One of the best ways to identify those page elements that prevent your page visitors from reading your content in full and/or engaging with it in any way is using a free tool from Bing called Clarity.

Clarity is pretty easy to install: You need to connect it with your Google Analytics account through standard Google’s authentication process and then install Clarity’s tracking code. This way the tool will have two reliable sources of data (GA and its own pixel) for more in-depth insights.

As soon as it is installed, Bing will need at least 24 hours to accumulate and process your data. From then on, keep an eye on “dead clicks” insights that show you page elements that people clicked and tapped with no results (i.e. those page elements are easily confused with clickable links, buttons, etc.). You can view the recordings of people using your site and clicking/tapping:

Microsoft Clarity

Or you can use Clarity’s heatmaps to identify page elements that attract most “dead clicks”:

Clarity dead clicks

Bing promises that the tool will be free forever!
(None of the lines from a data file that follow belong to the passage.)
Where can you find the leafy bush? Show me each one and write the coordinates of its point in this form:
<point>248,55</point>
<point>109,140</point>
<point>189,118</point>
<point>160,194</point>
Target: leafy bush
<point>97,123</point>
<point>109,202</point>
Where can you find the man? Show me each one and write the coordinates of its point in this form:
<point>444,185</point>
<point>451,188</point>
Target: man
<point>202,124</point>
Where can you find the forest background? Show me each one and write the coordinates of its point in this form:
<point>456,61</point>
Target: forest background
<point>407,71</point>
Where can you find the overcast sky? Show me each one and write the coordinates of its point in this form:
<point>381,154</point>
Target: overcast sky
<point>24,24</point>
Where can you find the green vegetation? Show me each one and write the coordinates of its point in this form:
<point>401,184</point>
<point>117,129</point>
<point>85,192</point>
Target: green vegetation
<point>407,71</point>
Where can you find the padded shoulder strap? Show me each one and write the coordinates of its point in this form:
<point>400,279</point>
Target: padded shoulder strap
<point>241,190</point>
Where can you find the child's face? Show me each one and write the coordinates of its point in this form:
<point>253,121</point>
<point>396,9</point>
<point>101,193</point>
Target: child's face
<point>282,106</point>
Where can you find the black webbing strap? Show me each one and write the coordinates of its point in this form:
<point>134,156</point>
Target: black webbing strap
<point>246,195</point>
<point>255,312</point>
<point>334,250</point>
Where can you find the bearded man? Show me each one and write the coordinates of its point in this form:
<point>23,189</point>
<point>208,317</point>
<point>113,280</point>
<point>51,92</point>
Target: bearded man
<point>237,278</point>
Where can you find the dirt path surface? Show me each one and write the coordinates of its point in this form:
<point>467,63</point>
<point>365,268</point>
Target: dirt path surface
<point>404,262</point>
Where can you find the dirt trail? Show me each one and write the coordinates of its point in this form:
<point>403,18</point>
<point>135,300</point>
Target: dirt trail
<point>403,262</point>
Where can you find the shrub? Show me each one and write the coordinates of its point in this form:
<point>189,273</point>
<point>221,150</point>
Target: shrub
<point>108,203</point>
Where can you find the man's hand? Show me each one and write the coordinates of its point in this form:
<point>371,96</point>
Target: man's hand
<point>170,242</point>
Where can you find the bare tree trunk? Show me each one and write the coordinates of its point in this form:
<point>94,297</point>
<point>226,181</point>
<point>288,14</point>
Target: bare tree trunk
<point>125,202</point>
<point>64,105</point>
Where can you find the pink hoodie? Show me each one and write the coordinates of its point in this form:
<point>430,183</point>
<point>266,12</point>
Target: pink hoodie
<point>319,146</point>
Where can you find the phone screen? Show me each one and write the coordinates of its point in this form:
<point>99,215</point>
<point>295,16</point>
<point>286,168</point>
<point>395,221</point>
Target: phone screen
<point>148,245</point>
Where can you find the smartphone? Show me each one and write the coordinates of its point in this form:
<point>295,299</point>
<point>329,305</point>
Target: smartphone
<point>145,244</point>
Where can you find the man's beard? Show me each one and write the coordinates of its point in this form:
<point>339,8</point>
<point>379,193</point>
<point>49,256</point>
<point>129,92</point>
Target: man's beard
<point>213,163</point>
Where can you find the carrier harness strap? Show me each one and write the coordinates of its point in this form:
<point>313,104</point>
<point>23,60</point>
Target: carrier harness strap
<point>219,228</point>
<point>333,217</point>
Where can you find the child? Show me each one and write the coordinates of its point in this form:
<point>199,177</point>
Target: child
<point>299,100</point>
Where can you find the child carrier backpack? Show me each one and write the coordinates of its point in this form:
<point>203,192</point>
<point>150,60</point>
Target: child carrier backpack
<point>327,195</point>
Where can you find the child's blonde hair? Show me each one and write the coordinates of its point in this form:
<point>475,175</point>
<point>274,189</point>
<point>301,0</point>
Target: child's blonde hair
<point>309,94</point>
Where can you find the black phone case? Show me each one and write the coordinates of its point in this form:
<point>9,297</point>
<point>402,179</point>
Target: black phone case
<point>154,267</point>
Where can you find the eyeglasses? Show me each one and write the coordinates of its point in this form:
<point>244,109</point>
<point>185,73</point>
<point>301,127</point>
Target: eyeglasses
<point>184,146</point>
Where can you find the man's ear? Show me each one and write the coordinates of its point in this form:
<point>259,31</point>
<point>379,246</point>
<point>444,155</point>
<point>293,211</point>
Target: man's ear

More Tools for Optimizing Pages

There are quite a few on-page engagement solutions for you to experiment with and test with Clarity. If you are using standalone content assets, pick a content management system that already has a smooth conversion funnel already built-in. There are a few great webinar platforms, for example, that have that done very well.

Page speed is another big factor that can make or break on-page user experience. Keep a close eye on that as well. Google’s Search Console will alert you of any issues with your page performance, and if you are using a flexible content management platform, you may even be able to fix it in-house. Both WordPress and Shopify offer built-in solutions and integrations for page speed optimization.